For most, doing a thru-hike is a once in a lifetime opportunity. Appreciate it. All of it. Live in the moment and enjoy it. Don’t dwell on the tough climb coming up, or how shitty you thought that last town was. One day you may find yourself looking back, wishing you would have appreciated it more while you were doing it.
It is my hope that these lessons are not only helpful to someone looking to embark on a long trail of their own. In the advice that I have given, you should be able to swap out the PCT with life. The adventure of the PCT is a good substitute for the journey of life.
So in conclusion, what I learned about life:
- You will be uncomfortable all of the time. Life sucks, but if you recognize this, you can deal with it.

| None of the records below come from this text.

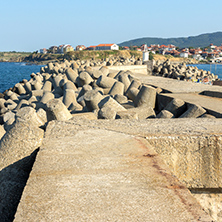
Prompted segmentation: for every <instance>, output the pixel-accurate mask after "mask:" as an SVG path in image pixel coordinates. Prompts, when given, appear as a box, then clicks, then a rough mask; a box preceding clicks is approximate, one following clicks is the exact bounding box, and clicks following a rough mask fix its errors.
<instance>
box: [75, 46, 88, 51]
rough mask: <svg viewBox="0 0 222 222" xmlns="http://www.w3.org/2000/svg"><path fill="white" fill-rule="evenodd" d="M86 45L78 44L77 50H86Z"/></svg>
mask: <svg viewBox="0 0 222 222" xmlns="http://www.w3.org/2000/svg"><path fill="white" fill-rule="evenodd" d="M85 49H86V47H85V46H84V45H77V46H76V51H82V50H85Z"/></svg>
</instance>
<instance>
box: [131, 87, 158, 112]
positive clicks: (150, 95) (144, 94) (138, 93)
mask: <svg viewBox="0 0 222 222" xmlns="http://www.w3.org/2000/svg"><path fill="white" fill-rule="evenodd" d="M155 103H156V90H155V88H153V87H150V86H142V87H141V89H140V91H139V93H138V94H137V96H136V98H135V100H134V104H135V106H137V107H138V106H150V107H152V108H155Z"/></svg>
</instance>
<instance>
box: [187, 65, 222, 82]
mask: <svg viewBox="0 0 222 222" xmlns="http://www.w3.org/2000/svg"><path fill="white" fill-rule="evenodd" d="M188 66H196V67H197V68H198V69H203V70H206V71H210V72H211V73H213V74H215V75H218V78H219V79H221V80H222V64H196V65H188Z"/></svg>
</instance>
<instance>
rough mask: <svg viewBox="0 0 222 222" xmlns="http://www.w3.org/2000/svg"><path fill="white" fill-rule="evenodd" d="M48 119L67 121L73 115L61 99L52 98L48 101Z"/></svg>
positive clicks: (68, 119)
mask: <svg viewBox="0 0 222 222" xmlns="http://www.w3.org/2000/svg"><path fill="white" fill-rule="evenodd" d="M46 106H47V110H46V113H47V120H48V121H51V120H61V121H66V120H69V119H71V118H72V115H71V114H70V112H69V111H68V109H67V108H66V106H65V105H64V104H63V102H62V101H61V100H60V99H52V100H50V101H48V102H47V104H46Z"/></svg>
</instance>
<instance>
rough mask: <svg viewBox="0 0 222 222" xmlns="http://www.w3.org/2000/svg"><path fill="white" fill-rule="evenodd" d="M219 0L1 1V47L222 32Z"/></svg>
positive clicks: (84, 0) (69, 42)
mask: <svg viewBox="0 0 222 222" xmlns="http://www.w3.org/2000/svg"><path fill="white" fill-rule="evenodd" d="M221 9H222V1H221V0H214V1H209V0H192V1H191V0H137V1H136V0H111V1H106V0H103V1H101V0H93V1H92V0H91V1H90V0H79V1H76V0H38V1H33V0H32V1H30V0H7V1H6V0H0V51H24V52H33V51H36V50H39V49H40V48H49V47H50V46H53V45H61V44H71V45H72V46H73V47H75V46H76V45H85V46H90V45H98V44H100V43H116V44H118V43H121V42H124V41H128V40H132V39H136V38H143V37H160V38H170V37H188V36H196V35H200V34H204V33H213V32H217V31H222V22H221V21H222V17H221Z"/></svg>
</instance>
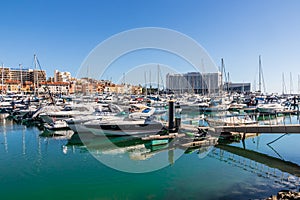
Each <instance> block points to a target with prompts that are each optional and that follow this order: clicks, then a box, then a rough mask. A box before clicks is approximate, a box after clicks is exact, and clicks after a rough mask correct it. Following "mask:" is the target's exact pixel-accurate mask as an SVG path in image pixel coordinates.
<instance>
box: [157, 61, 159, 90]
mask: <svg viewBox="0 0 300 200" xmlns="http://www.w3.org/2000/svg"><path fill="white" fill-rule="evenodd" d="M157 95H159V65H157Z"/></svg>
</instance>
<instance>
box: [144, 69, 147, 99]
mask: <svg viewBox="0 0 300 200" xmlns="http://www.w3.org/2000/svg"><path fill="white" fill-rule="evenodd" d="M144 77H145V92H146V98H147V77H146V71H145V72H144Z"/></svg>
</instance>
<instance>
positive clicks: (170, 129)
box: [169, 101, 174, 130]
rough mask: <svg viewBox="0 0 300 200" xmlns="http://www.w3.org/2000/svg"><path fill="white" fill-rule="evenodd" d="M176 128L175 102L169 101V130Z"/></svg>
mask: <svg viewBox="0 0 300 200" xmlns="http://www.w3.org/2000/svg"><path fill="white" fill-rule="evenodd" d="M173 128H174V101H169V130H171V129H173Z"/></svg>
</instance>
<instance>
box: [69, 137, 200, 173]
mask: <svg viewBox="0 0 300 200" xmlns="http://www.w3.org/2000/svg"><path fill="white" fill-rule="evenodd" d="M193 140H194V138H192V137H175V138H171V139H169V138H167V139H166V138H163V139H155V138H153V139H151V140H150V139H149V140H145V139H142V138H140V137H133V136H119V137H111V136H107V137H106V136H96V135H94V134H92V133H90V134H87V133H85V134H74V135H73V136H72V137H71V138H70V139H69V140H68V143H67V145H66V148H69V147H72V146H74V145H76V146H78V145H82V146H85V147H86V148H87V150H88V151H89V152H90V153H91V154H92V155H93V156H94V157H95V158H96V159H98V160H99V161H101V162H102V163H104V164H106V165H107V166H110V167H112V168H114V169H118V170H120V171H126V172H133V173H141V172H148V171H154V170H157V169H160V168H163V167H166V166H168V165H172V164H174V162H175V160H176V159H178V158H179V157H180V156H181V155H182V154H184V153H188V152H189V151H190V150H189V148H188V147H186V146H184V145H185V144H186V143H187V142H192V141H193ZM195 148H198V149H199V148H200V147H199V146H198V147H193V149H195ZM203 148H204V147H203ZM204 150H205V149H203V151H204Z"/></svg>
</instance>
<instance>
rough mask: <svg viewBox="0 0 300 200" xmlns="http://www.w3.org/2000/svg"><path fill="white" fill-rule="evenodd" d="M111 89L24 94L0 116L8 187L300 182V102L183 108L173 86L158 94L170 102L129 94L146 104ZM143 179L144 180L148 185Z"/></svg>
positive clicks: (46, 191)
mask: <svg viewBox="0 0 300 200" xmlns="http://www.w3.org/2000/svg"><path fill="white" fill-rule="evenodd" d="M111 97H112V98H111V100H110V102H102V101H101V102H100V101H96V99H100V98H101V99H105V97H100V96H91V97H90V99H91V100H90V102H89V103H86V102H85V101H81V100H80V97H79V98H75V97H71V96H69V97H68V99H70V100H69V101H63V102H62V103H57V104H54V105H53V104H52V105H49V104H48V103H47V101H48V100H46V99H45V100H42V98H41V99H40V100H39V101H36V102H34V101H32V102H30V110H29V109H28V106H26V104H25V103H24V104H22V103H21V102H25V101H21V98H20V99H19V101H18V102H20V103H13V105H12V102H11V101H10V102H9V104H5V106H3V107H2V112H1V116H2V119H1V121H0V122H1V125H0V128H1V133H0V139H1V140H0V144H1V146H0V147H1V148H0V152H1V155H2V157H1V163H3V165H1V173H0V175H1V180H5V181H4V182H3V184H4V187H2V189H1V190H2V191H1V192H2V195H3V196H4V197H6V198H13V199H14V198H20V197H21V196H24V195H25V196H26V197H31V198H42V197H43V196H44V195H45V194H47V198H49V199H53V198H54V197H55V196H56V195H57V194H60V195H61V197H62V198H79V197H80V198H88V199H91V198H101V199H102V198H111V197H112V196H113V197H114V198H116V199H124V198H130V199H141V198H159V199H161V198H168V199H169V198H175V199H177V198H179V199H182V198H187V196H186V194H188V198H192V199H197V198H198V197H199V196H201V198H205V199H217V198H222V199H224V198H225V199H226V198H229V199H244V198H247V199H256V198H266V197H268V196H270V195H272V194H276V193H277V192H279V191H280V190H289V191H294V192H295V191H298V190H299V187H300V177H299V176H300V175H299V174H300V172H299V169H300V157H299V154H298V153H297V152H299V150H300V149H297V148H298V145H297V141H298V140H299V134H298V133H299V132H300V126H299V113H298V110H297V109H296V110H293V109H286V110H282V111H281V112H276V113H274V112H269V113H266V112H264V113H259V111H258V110H257V111H254V110H253V111H252V112H251V113H248V112H245V108H247V107H240V108H235V109H234V110H231V109H228V110H224V107H222V108H220V109H219V110H218V109H215V108H214V109H212V110H213V111H208V110H203V109H202V108H200V107H199V110H195V108H193V109H190V108H187V107H186V105H185V106H183V107H181V106H180V103H178V102H177V101H176V98H174V95H172V99H171V98H170V96H165V97H163V96H161V97H160V99H165V100H164V101H162V100H161V101H162V102H164V103H159V102H153V103H155V105H156V106H157V105H158V103H159V104H161V105H163V107H161V108H158V107H152V106H151V103H149V101H148V100H147V98H145V97H142V96H140V97H134V98H133V99H130V102H135V99H136V98H139V104H136V102H135V103H132V104H122V103H118V101H112V100H113V99H114V98H115V97H114V96H113V95H112V96H111ZM27 98H28V96H27V97H26V99H27ZM118 98H120V96H118ZM127 98H128V97H126V99H127ZM3 99H16V97H13V98H8V97H7V96H6V97H5V96H3ZM30 99H34V98H33V97H30ZM71 99H72V100H71ZM142 99H144V101H141V100H142ZM245 99H246V98H245ZM54 100H55V101H56V102H61V101H59V99H58V98H54ZM3 102H4V101H3ZM120 102H122V101H120ZM226 102H227V101H226ZM17 104H18V105H17ZM220 104H222V103H220ZM16 105H17V106H16ZM23 105H24V106H23ZM227 107H228V108H229V106H227ZM156 109H160V111H159V112H156ZM252 109H253V107H252ZM77 110H80V112H77ZM22 111H23V112H26V113H25V114H21V113H22ZM12 159H13V160H12ZM16 163H19V164H17V165H16ZM17 179H18V180H21V181H18V182H17V183H16V180H17ZM199 179H200V180H201V181H200V182H199ZM112 180H113V182H114V183H113V184H112ZM145 180H147V188H145V187H141V185H143V182H144V181H145ZM27 182H31V183H32V184H29V185H27V184H26V183H27ZM125 183H126V184H125ZM12 184H14V187H18V188H21V189H20V191H19V192H18V193H13V192H12V190H11V189H12V188H13V187H12ZM119 184H120V185H122V187H119V189H118V190H116V186H117V185H119ZM225 185H226V187H224V186H225ZM242 185H243V186H242ZM245 186H246V187H245ZM28 187H35V188H36V191H37V192H35V193H32V192H29V191H30V190H29V188H28ZM53 188H55V190H54V191H53ZM74 188H76V191H75V190H74ZM136 188H139V190H138V192H137V190H136ZM178 188H180V189H181V190H182V191H185V192H184V193H185V194H183V192H179V191H177V189H178ZM216 191H218V192H216Z"/></svg>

In The Myth of Sisyphus, the hero pushes a rock up a hill every day, only to have it roll back down, and in spite of this, continues on.
- Don’t fall prey to the hype. The world is full of haters. Full of gossipers. Don’t listen to them. Forge your own path and make your own decisions on what is best to do. Don’t let others instill doubt in yourself.
- Trust yourself. There is one constant in your life, and that is you. You must learn to be confident in yourself, because at the end of the day, you are all that you have.
- Just do it. We live in the information age. With the large amount of shit floating around on the internet, sometimes it is hard to make a decision. Don’t let yourself succumb to decision paralysis. They only way you will succeeded is if you try and find out the right decision for yourself. So stop thinking about doing it and just do it.
- Appreciate It. We only have one life to live, so live it to the fullest.